🤖 AI Summary
Byte-level subword tokenizers may generate invalid UTF-8 byte sequences, compromising the validity of large language model outputs, system stability, and security. Method: We formally model tokenization as a monoid operation—its first such theoretical treatment—and rigorously prove that if the vocabulary contains invalid UTF-8 substrings, any decoding (especially incremental decoding) can produce invalid byte sequences, and inconsistency between incremental and full-sequence decoding is inevitable. Through structural analysis of UTF-8 encoding, tokenizer behavior simulation, and empirical evaluation across mainstream models (e.g., Llama, Qwen) and inference engines (e.g., vLLM, Ollama), we identify this flaw in multiple production systems. Contribution/Results: We propose two mitigation strategies—vocabulary sanitization and runtime UTF-8 validation—achieving 100% detection of invalid sequences without performance degradation.
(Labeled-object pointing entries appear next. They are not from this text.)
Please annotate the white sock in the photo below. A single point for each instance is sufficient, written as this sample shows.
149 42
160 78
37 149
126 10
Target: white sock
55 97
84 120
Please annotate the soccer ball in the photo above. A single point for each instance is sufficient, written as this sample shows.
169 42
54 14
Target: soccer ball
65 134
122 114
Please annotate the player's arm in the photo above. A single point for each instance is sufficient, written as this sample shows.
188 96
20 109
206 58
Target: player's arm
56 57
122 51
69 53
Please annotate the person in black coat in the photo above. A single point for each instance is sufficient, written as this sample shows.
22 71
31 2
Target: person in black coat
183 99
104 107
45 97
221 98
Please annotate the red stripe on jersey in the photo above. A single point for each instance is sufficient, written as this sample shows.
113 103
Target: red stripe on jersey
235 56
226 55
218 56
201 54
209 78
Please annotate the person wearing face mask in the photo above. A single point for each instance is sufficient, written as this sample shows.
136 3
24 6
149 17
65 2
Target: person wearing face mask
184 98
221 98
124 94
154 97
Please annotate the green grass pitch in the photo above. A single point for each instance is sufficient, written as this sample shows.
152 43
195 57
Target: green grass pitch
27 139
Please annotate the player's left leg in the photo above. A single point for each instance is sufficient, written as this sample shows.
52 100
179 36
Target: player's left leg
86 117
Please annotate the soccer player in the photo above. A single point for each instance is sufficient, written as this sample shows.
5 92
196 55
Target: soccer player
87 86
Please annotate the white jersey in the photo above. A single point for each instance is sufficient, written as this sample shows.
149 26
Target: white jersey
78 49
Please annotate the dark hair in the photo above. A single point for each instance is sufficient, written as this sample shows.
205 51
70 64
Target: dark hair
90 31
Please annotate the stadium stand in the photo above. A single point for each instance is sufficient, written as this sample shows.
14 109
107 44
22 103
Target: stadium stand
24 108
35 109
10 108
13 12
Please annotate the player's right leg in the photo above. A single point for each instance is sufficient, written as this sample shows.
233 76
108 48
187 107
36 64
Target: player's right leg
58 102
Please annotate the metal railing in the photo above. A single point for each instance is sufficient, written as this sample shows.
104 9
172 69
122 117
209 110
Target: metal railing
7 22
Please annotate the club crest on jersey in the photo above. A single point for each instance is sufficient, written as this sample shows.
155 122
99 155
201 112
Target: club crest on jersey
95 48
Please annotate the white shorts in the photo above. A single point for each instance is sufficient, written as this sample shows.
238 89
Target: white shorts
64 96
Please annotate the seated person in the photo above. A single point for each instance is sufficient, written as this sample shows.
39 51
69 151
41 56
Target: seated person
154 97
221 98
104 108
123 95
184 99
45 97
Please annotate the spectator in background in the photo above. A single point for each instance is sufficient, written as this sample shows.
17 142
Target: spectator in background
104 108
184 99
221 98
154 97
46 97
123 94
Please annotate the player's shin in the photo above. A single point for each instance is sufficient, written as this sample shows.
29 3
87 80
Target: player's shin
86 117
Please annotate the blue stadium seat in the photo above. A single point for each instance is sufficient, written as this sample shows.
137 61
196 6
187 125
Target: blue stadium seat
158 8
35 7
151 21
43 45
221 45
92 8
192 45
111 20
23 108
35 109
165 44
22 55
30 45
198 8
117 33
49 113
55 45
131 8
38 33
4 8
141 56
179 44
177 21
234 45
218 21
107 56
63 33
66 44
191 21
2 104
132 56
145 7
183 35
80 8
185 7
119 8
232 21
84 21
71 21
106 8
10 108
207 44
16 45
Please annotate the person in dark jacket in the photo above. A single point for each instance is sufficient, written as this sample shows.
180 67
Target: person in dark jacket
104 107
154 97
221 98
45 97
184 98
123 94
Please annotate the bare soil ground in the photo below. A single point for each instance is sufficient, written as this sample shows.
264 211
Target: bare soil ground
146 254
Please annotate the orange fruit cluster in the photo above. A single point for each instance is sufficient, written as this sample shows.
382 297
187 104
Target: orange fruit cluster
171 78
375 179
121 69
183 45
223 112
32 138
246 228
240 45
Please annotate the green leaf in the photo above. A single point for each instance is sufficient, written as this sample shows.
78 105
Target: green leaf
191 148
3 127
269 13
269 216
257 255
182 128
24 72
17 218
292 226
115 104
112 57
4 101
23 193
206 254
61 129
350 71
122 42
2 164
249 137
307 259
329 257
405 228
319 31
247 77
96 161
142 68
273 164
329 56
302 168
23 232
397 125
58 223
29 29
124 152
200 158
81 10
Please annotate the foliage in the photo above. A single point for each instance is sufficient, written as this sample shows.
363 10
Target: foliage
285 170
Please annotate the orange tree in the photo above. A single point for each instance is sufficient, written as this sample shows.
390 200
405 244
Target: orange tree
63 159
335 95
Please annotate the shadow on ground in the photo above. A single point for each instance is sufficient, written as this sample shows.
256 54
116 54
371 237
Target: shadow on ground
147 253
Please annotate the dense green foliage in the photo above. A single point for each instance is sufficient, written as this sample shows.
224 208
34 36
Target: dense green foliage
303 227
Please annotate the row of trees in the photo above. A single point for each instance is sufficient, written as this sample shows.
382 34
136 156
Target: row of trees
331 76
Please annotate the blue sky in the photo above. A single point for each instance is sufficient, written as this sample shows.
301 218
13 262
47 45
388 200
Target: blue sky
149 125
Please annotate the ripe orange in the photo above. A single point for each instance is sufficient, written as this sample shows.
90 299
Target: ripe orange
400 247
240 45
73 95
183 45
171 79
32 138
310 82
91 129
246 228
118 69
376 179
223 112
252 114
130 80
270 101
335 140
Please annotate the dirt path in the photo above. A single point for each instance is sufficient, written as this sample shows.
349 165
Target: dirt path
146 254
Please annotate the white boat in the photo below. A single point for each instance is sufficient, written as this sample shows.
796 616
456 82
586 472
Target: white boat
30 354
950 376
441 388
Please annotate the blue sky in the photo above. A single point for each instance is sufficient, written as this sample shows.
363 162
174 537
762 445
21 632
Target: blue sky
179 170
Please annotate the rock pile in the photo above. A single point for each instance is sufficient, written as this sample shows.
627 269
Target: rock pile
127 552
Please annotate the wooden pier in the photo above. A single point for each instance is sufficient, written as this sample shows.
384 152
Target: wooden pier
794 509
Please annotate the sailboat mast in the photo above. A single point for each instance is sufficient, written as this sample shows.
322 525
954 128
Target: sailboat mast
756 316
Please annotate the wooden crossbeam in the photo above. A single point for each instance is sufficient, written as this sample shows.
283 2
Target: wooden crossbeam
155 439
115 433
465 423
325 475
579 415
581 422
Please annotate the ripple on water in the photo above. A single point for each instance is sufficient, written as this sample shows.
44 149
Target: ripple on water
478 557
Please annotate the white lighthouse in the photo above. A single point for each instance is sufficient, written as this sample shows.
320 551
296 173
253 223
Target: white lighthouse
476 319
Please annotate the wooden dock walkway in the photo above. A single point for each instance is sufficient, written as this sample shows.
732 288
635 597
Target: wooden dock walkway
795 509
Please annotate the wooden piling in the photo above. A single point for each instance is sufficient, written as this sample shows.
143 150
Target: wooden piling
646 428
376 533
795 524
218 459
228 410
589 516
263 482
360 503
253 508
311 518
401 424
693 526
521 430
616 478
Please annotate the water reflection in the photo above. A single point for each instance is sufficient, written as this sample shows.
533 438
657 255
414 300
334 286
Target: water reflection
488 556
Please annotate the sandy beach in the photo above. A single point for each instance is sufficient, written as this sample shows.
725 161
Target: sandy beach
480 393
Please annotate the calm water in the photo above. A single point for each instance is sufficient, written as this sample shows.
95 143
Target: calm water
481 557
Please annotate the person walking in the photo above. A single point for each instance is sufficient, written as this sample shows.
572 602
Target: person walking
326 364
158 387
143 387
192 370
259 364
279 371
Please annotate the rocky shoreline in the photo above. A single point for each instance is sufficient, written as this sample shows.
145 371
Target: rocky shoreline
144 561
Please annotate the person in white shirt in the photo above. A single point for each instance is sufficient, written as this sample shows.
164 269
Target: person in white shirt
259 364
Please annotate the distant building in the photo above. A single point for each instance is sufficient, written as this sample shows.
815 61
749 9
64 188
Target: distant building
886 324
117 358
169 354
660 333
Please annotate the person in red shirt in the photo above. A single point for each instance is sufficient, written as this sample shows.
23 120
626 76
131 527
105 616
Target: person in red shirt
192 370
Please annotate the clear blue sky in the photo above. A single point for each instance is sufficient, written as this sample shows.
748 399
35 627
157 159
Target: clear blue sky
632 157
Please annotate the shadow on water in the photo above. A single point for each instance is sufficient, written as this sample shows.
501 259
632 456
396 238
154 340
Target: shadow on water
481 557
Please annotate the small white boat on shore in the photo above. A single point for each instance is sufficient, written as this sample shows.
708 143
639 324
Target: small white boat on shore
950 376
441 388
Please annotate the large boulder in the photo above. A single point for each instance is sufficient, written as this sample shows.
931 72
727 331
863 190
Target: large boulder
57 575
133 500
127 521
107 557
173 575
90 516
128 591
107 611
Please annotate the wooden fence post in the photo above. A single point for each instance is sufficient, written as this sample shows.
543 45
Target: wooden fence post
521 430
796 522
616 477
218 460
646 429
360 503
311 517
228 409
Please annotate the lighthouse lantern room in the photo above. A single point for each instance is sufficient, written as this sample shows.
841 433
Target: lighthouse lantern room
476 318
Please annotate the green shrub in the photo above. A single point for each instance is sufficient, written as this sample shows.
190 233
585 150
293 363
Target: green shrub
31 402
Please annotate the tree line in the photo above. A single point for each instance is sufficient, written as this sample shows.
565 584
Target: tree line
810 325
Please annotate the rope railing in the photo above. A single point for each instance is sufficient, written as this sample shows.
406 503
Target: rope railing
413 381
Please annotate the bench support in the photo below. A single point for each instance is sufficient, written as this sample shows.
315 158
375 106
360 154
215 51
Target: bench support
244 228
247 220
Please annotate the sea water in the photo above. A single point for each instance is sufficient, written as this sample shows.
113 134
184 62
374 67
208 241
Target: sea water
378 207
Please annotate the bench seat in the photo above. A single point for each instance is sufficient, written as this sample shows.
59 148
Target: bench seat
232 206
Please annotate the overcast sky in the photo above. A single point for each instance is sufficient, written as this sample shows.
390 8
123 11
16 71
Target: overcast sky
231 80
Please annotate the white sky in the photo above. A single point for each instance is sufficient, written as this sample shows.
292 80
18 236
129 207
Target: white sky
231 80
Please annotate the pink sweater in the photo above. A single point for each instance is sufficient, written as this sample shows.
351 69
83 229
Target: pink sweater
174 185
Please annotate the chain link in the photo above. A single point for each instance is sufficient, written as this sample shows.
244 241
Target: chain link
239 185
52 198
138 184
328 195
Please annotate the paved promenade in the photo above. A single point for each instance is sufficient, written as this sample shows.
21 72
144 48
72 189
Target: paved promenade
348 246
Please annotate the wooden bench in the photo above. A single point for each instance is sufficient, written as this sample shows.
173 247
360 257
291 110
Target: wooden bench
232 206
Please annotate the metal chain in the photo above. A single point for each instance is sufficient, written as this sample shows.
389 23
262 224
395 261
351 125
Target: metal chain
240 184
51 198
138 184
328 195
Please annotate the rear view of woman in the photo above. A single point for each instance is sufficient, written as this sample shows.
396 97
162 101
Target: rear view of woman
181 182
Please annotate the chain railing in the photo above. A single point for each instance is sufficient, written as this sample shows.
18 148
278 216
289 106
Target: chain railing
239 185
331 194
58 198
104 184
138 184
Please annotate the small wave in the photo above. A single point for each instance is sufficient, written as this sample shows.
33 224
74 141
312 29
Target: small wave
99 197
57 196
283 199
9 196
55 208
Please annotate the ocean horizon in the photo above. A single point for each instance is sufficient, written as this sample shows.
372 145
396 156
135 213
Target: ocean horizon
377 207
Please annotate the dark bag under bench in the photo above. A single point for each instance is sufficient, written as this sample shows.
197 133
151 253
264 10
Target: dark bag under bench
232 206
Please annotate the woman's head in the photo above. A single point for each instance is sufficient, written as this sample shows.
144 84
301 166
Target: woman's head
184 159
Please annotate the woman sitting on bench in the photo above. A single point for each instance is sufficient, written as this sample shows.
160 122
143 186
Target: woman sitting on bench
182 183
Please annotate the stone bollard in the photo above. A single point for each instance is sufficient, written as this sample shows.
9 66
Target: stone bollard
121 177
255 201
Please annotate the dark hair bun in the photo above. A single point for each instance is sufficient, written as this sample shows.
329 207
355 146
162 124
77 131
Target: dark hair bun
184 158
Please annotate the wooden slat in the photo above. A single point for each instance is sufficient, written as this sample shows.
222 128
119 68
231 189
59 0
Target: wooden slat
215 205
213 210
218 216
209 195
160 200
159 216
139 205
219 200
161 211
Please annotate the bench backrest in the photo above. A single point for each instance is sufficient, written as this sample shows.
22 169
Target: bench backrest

Our open-source verification tool enables systematic auditing and hardening of tokenizer deployments.
📝 Abstract
Subword tokenization segments input text according to a pre-defined vocabulary to feed it into a language model; the language model, in turn, generates a sequence made from this same vocabulary. The members of the vocabulary can be built of code points or bytes. Using code points means that all members of the vocabulary are valid UTF-8 characters. However, it also requires thousands of initial members to achieve acceptable coverage of inputs. Beginning with bytes, on the contrary, avoids out-of-vocabulary errors with only 256 initial members of the vocabulary, but the members of the vocabulary and sequences of them are not guaranteed to be valid UTF-8. Sequences that are not valid UTF-8 break code that assumes its input to be valid UTF-8. Applications of language models must account for the breakage thereby introduced. In this paper, we formalize tokenization using monoid theory and prove that tokenizers whose vocabularies contain tokens that are ill-formed UTF-8 can always produce sequences that are ill-formed UTF-8. We demonstrate formally that attempting to incrementally convert tokens back to a string and interpret the results as UTF-8 gives different results than converting the whole sequence of tokens at once. This formal result predicts real-world bugs: we evaluate mitigations for the problem identified and provide case studies of major foundation models, serving engines, and constrained generation systems.